One thing that has always been constant, however, is that the Pokémon Jets have been ANA planes. Now, a new Pokémon themed plane will take to the skies over Japan, but it’s not classified Pokémon Jet because it’s not an ANA aeroplane.
Instead, this is called the Vulpix Jet Hokkaido and will fly in the fleet of low-cast regional carrier Air Do, which services Japan’s northernmost prefecture. One side of the plane features Vulpix while the other is covered in the ice-type Alolan Vulpix. Inside the plane, the seats have Vulpix headrest covers. Beverages will be served in Vulpix paper cups by flight attendants wearing Vulpix aprons. What’s more, passengers can get limited edition postcards and stickers.
But why Vulpix? The Pokémon are used to promote Hokkaido, appearing on manhole covers as well as snacks and food items.

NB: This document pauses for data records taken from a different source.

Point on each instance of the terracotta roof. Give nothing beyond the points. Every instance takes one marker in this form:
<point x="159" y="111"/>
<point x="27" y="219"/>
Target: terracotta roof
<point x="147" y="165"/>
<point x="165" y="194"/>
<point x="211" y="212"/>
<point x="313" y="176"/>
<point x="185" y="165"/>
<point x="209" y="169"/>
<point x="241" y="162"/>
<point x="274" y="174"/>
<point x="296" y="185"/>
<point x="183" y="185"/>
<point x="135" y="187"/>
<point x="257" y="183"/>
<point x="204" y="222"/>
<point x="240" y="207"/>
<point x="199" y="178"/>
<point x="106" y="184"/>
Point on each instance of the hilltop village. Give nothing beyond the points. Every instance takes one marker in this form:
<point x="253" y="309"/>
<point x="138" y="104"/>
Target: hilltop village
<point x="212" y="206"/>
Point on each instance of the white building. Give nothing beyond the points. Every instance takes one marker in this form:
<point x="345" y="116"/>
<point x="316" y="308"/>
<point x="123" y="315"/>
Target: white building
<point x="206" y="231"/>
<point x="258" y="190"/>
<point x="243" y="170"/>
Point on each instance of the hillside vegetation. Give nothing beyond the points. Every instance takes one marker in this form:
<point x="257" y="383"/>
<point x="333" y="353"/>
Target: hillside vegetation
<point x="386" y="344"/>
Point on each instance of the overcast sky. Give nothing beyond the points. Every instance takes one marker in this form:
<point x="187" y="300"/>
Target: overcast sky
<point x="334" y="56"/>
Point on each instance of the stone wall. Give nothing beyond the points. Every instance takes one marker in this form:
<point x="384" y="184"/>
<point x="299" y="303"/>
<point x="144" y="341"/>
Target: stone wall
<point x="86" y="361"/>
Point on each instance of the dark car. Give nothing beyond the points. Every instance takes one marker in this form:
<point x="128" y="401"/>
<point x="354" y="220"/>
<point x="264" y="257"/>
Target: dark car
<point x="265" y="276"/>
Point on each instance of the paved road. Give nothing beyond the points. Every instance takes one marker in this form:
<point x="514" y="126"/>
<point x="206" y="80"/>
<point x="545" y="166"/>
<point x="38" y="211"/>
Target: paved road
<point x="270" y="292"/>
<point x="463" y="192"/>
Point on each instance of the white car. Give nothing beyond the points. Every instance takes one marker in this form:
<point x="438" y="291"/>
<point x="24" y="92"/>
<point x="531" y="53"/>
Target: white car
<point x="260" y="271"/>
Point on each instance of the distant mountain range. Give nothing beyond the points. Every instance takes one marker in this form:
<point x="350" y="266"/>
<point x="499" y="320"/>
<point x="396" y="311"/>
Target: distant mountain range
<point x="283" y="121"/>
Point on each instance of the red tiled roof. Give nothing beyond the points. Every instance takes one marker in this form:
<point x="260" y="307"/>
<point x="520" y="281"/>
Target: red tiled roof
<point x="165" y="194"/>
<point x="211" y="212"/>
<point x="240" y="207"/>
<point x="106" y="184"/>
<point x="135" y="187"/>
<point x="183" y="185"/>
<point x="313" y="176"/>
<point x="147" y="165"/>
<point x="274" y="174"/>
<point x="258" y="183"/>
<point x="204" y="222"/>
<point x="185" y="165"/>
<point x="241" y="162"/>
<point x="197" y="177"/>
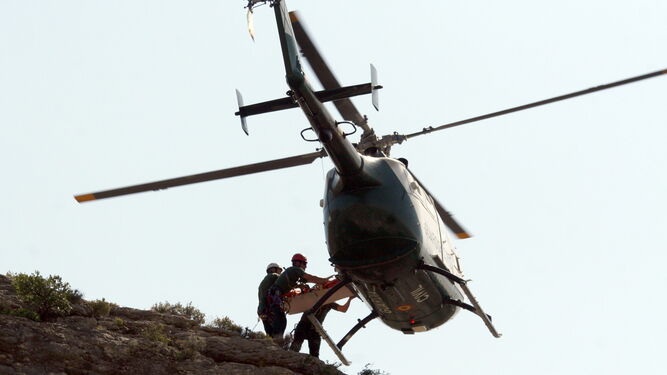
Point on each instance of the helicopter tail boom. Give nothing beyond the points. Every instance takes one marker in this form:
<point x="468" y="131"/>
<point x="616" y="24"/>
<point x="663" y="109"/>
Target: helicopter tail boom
<point x="288" y="102"/>
<point x="343" y="154"/>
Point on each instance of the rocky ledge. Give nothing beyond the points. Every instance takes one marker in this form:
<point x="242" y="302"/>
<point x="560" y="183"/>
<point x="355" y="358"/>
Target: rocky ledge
<point x="131" y="341"/>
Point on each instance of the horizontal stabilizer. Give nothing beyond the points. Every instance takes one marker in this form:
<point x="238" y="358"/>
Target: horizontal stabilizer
<point x="286" y="103"/>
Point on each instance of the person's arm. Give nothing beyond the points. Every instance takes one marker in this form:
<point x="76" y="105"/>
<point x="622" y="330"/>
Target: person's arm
<point x="314" y="279"/>
<point x="343" y="308"/>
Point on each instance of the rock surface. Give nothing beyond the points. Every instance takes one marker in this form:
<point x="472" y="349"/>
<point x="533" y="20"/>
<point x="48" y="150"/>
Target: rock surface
<point x="130" y="341"/>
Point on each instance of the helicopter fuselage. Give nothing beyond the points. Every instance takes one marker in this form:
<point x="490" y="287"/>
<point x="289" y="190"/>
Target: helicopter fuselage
<point x="380" y="225"/>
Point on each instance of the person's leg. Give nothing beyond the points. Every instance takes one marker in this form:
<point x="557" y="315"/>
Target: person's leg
<point x="267" y="326"/>
<point x="298" y="340"/>
<point x="314" y="341"/>
<point x="280" y="325"/>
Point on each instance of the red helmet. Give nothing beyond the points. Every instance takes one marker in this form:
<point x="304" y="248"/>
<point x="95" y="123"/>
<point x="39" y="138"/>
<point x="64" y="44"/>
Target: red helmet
<point x="299" y="257"/>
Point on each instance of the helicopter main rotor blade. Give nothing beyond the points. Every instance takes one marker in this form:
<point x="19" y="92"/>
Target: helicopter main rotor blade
<point x="538" y="103"/>
<point x="324" y="73"/>
<point x="291" y="161"/>
<point x="446" y="216"/>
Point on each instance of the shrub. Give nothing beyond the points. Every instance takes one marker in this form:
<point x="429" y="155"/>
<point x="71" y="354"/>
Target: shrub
<point x="226" y="323"/>
<point x="48" y="297"/>
<point x="368" y="371"/>
<point x="156" y="332"/>
<point x="250" y="334"/>
<point x="100" y="307"/>
<point x="189" y="347"/>
<point x="22" y="313"/>
<point x="188" y="311"/>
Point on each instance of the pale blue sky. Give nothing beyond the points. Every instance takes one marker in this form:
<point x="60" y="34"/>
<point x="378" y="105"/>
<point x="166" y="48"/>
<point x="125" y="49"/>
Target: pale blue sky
<point x="567" y="202"/>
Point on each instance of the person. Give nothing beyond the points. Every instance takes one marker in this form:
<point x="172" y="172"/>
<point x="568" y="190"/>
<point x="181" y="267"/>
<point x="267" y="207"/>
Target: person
<point x="283" y="284"/>
<point x="305" y="330"/>
<point x="273" y="270"/>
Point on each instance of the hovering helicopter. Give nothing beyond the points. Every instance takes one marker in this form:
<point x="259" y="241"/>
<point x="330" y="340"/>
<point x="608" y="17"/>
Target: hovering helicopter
<point x="385" y="232"/>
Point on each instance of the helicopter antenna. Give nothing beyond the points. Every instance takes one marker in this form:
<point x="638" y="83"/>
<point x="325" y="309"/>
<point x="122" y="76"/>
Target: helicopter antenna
<point x="536" y="104"/>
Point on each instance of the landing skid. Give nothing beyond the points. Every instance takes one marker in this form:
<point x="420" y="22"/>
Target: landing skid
<point x="325" y="336"/>
<point x="475" y="308"/>
<point x="320" y="330"/>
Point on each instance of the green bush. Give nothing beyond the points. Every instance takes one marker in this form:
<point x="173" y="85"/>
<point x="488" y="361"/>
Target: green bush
<point x="188" y="311"/>
<point x="190" y="347"/>
<point x="48" y="297"/>
<point x="368" y="371"/>
<point x="226" y="323"/>
<point x="156" y="332"/>
<point x="100" y="307"/>
<point x="23" y="313"/>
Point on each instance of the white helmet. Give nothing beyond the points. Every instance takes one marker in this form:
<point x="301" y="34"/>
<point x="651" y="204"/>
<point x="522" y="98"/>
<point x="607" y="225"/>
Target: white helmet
<point x="272" y="265"/>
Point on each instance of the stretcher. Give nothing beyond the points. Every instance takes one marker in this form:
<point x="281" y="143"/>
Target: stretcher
<point x="302" y="297"/>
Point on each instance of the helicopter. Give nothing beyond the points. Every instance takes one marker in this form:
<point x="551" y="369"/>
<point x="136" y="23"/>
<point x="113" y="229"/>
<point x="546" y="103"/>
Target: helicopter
<point x="385" y="231"/>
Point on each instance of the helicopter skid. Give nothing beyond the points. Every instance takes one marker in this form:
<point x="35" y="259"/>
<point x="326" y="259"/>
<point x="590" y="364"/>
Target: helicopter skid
<point x="475" y="308"/>
<point x="320" y="330"/>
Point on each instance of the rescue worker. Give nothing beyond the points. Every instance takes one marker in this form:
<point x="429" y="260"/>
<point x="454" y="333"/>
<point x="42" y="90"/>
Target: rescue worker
<point x="305" y="330"/>
<point x="273" y="270"/>
<point x="285" y="282"/>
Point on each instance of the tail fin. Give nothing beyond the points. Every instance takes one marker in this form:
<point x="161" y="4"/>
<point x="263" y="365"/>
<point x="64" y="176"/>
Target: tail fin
<point x="288" y="44"/>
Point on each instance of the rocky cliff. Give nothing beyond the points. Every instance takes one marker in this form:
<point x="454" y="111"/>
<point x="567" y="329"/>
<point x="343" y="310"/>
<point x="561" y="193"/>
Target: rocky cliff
<point x="131" y="341"/>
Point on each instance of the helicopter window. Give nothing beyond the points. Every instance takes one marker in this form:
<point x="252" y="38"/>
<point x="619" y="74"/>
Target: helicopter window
<point x="373" y="251"/>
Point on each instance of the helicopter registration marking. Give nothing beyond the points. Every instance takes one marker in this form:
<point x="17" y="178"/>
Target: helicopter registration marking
<point x="420" y="295"/>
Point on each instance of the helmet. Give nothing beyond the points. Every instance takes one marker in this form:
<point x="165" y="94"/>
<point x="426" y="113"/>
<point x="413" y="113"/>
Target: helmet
<point x="299" y="257"/>
<point x="272" y="265"/>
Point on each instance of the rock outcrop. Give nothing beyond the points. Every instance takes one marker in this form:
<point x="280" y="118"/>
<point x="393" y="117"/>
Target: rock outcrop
<point x="131" y="341"/>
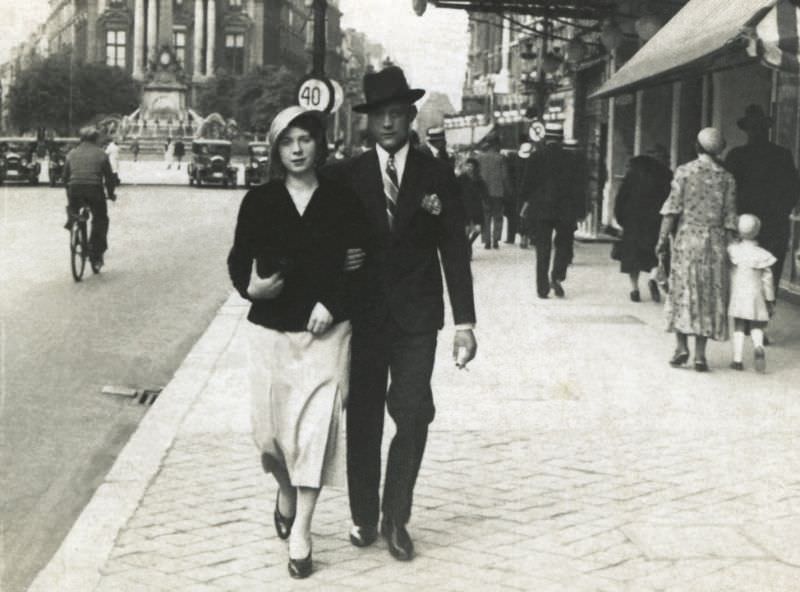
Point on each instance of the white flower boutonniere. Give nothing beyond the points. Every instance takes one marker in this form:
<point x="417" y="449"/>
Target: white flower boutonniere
<point x="432" y="204"/>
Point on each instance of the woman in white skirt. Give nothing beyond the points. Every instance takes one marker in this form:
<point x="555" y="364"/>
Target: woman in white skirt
<point x="287" y="259"/>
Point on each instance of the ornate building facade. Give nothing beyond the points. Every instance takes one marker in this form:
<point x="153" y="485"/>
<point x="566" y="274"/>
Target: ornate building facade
<point x="204" y="35"/>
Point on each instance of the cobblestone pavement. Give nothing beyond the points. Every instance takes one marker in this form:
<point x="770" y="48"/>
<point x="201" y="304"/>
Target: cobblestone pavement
<point x="569" y="457"/>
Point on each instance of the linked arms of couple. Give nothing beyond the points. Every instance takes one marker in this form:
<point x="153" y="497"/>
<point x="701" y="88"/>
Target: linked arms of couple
<point x="270" y="287"/>
<point x="464" y="344"/>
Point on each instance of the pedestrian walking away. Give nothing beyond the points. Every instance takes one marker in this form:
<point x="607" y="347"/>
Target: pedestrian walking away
<point x="86" y="170"/>
<point x="637" y="209"/>
<point x="169" y="152"/>
<point x="287" y="259"/>
<point x="556" y="182"/>
<point x="767" y="184"/>
<point x="178" y="152"/>
<point x="515" y="206"/>
<point x="702" y="207"/>
<point x="495" y="172"/>
<point x="752" y="292"/>
<point x="135" y="148"/>
<point x="473" y="194"/>
<point x="414" y="214"/>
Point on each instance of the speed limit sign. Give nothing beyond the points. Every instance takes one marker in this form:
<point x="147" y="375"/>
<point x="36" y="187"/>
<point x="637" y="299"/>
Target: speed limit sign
<point x="316" y="94"/>
<point x="536" y="131"/>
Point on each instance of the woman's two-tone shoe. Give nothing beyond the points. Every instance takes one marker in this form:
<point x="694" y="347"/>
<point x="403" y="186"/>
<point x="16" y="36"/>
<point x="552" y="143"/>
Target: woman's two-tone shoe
<point x="679" y="358"/>
<point x="301" y="568"/>
<point x="283" y="525"/>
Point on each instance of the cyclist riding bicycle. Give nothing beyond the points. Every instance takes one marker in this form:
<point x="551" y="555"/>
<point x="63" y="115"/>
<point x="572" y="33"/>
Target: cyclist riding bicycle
<point x="86" y="170"/>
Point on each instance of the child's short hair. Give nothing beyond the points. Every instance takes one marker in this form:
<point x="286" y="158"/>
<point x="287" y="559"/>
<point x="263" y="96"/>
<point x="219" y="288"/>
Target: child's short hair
<point x="749" y="226"/>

“Alolan Vulpix is known as the Fox Pokémon and thrives in snow mountains,” writes the official Pokémon site. “It was chosen to promote Hokkaido, one of Japan’s snowiest regions. Vulpix, also in the Fox Pokémon category, assists Alolan Vulpix with showcasing the best of what Hokkaido has to offer residents and visitors.”
Since ANA is a major investor in Air Do, it’s not a complete surprise that The Pokémon Company signed off on these Vulpix jets.
The Vulpix Jet Hokkaido will begin service on December 1 from Tokyo’s Haneda Airport, flying to locations in Hokkaido such as the New Chitose Airport as well as the Asahikawa Airport and Hakodate Airport.
Currently, tourists are banned from entering Japan, so some readers might worry they won’t get a chance to see the Vulpix plane in real life. Don’t be. The Vulpix Jet Hokkaido is scheduled to be in service for at least five years, so international Pokémon fans should be able to experience the plane firsthand once the country fully opens up.